Bubble: Handicapping the Horserace

by Alex Stenback on August 24, 2005

Ball_1The estimable WSJ online’s real estate journal has an article up which dissects the raft of recent studies released by economists, mortgage insurers, and other smarties assessing the risks in various housing markets nationally. 

Spurred on by the growing concern that America’s housing market is heading for a crash, a number of top economists are producing lists that rank the metropolitan areas most likely to experience a sharp drop in housing prices. The problem is that these studies, which look at factors from local income to lending practices, come to strikingly different conclusions. Even so, the raft of data can provide useful clues for home buyers and investors wary of getting in at the top.
Economists Handicap Housing Markets [RealEstateJournal]

Of course another way to interpret the fact that all of these studies "come to strikingly different conclusions" is that none of them really has a clue which way things will break with any local housing market.  "Predicting" any market is difficult (as we’ve said before) to the point of folly in many cases, but given enough studies one of them might eventually be right, so they are still worthy of consideration. As the old saw goes – even a broken clock is right twice a day. 

That said, we did drill down a bit on the other side of the link below to see where our beloved Twin Cities rank in some of these studies (with Charts!), so click away.

PMI: Leading Provider of Mortgage Insurance
Ranked the Twin Cities the 17th riskiest market, using [a proprietary model] which "involves such factors as the labor market, local incomes and mortgage payments."
Here’s The Study [pmi.com]

National City: Leading Mortgage Wholesaler
Though we didn’t parse the data enough to arrive at a rank, the study puts the Twin Cities at 27.8% OVER valued, which falls below their "significantly risky" threshold of 30% over-valued. Their methodology, from the WSJ: "examines the ratio of home prices to household incomes in metro areas and tries to explain the variation in these ratios on the basis of population density (a proxy for shortages of space), relative income levels, mortgage rates and historically observed differences in prices. (Those differences, he says, reflect such things as climate, schools and cultural attractions.)"
Here’s The Study [PDF via National City] But let’s look at some graphics taken from it:

Aug 2005, Source: National City

The chart above shows were house prices should be (the blue line,) and where they are (in green.)  Interesting to note here is that in National City’s previous study, which we also pointed out, had the Twin Cities at 10% over valued, which was also right below the "Risky" threshold (then at 20% Over-valued.)  Change in methodology? Or did they move the line?  Here’s the graphic from the previous study:

Jan 2005, Source: National City

Those two charts raise some interesting questions – it appears just from looking at the graphic that we are in the same spot – just below the red [Danger!] area, but wonder why the "significant risk" line now sits at 30%, rather than the previous 20%?

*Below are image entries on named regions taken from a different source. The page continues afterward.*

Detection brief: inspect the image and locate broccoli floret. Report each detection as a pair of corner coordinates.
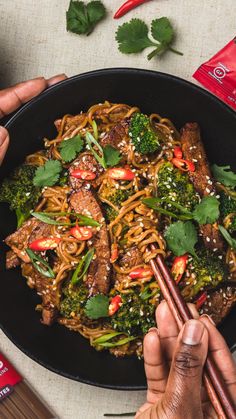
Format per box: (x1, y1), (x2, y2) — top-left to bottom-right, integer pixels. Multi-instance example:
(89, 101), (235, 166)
(181, 249), (228, 300)
(220, 192), (236, 234)
(157, 162), (199, 214)
(129, 113), (162, 154)
(59, 283), (88, 318)
(0, 164), (41, 227)
(111, 288), (155, 336)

So, what to make of all this?  By most measures, Twin Cities real estate is still affordable.  According to the Minneapolis Area Association of Realtors, the median income is still 107% of what’s necessary to affordably buy (housing payment 27% of income) a median priced home with 5% down, and that’s good news.

Real estate, like any other market, will have it’s ups and downs, and we’ve seen no credible data that shows renting is a better alternative to buying in our market just yet – as long as you can afford the payment, and are able to own for the relative long term (5+ years,) don’t let the bubble talk scare you.